I Didn't Watch Live8

I didn't watch Live8. I heard pieces of it on the radio and streamed on the computer, but I didn't feel any great compulsion to take time from my day to watch the show. It made me wonder, what was so different from 20 years ago when I was glued to the screen during Live Aid? Here's what I think.

1) Popular music just isn't as important to me now as it was then.

Sure, I still listen to music. A lot. As a true geek, I have installed a card in my Palm Tungsten T3 so that I can listen to MP3s on the road. However, my car radio is usually tuned to news, NPR, or talk radio these days. I'm much more interested in what's going on in the world than I am in the latest music. I'm sure there's good stuff still coming out, I just don't order my life around it anymore. Twenty years ago, I was in high school and popular music was a huge part of my life. So that's changed.

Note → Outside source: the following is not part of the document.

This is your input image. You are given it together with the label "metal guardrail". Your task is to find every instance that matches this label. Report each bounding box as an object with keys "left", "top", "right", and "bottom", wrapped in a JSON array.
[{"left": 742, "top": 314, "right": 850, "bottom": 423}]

2) The Live8 cause is much less black-and-white than the Live Aid cause was

Live Aid was about feeding the starving people. It came out just after the wildly successful Band Aid single, which for the first time really used the power of music celebrity for a good cause. The accompanying photos and video of starving innocents was easy to understand. The money raised would go to help those people survive in a brutal environment that was no fault of their own.

Live8 was, as far as I could understand it, about relieving debt. That's not quite so cut and dried as feeding the hungry. There are legitimate and logical arguments for and against forgiving debt. The argument for is that with the debt payments gone, the governments can spend money to improve the lives of their citizens instead. The arguments against are that there is no guarantee that the goverments will do anything of the sort, and at least the debts allow Western countries to have some influence with the governments to push for social change.

It's not an easy issue, and there are well-intentioned people on both sides of the argument. People with more credibility, perhaps, than dilettante popular musicians. Which leads to...

3) I don't view popular artists as life influences

Would you want financial advice from this man?
Maybe 20 years ago I was more ready to accept the statements from popular artists as relevant and influential. Upon reflection, however, I don't recall any artist or musician in my life that I would rely on for deep introspection on world events and economic theory. I prefer to get my information these days from sources that have spent more time on the issue, from reputable news sources, and from my own informed analysis.

Green Day's Billie Joe raising a fist and spouting profanity about politicians just doesn't influence my opinions in the least. To the contrary, the contrarian side of me almost wants to run to the other side just because I'm opposed to knee-jerk, slogan-fed, anti-analytical activism.

4) Tying Live8 to the G8 took the concert from charitable to political

The news of the concerts moved smoothly into news of the G8 protesters. I no longer have any respect for the G8 anti-globalization protesters after recent years where anti-USA chants ruled the streets and violence was universally expected. Very few decent people in the world are interested in the protesters any more due to the rabid actions and extreme positions of the most vocal among them. I feel somewhat sorry for the legitimate causes that have been overwhelmed and overshadowed, but so long as they continue to ally with the rest of the rabble, I'm not going to search them out either.

Tying Live8 to the G8, in name as well as temporally, has the unfortunate affect of tying the performances to the protesters - at least in my mind. And that made the concerts seem significantly more politically based than Live Aid 20 years ago. As detailed above, I'll make my own political choices. And I probably won't consider Bono's opinion when forming mine.

Final Analysis

I suppose in the final analysis, we'll have to wait another 20 years to see if Live8 made a difference. For me, it was an interesting news story for a few days, and a catalyst for some introspection. Live Aid changed the way the world that I lived in viewed and acted towards the world that others were sentenced to. Live8 didn't.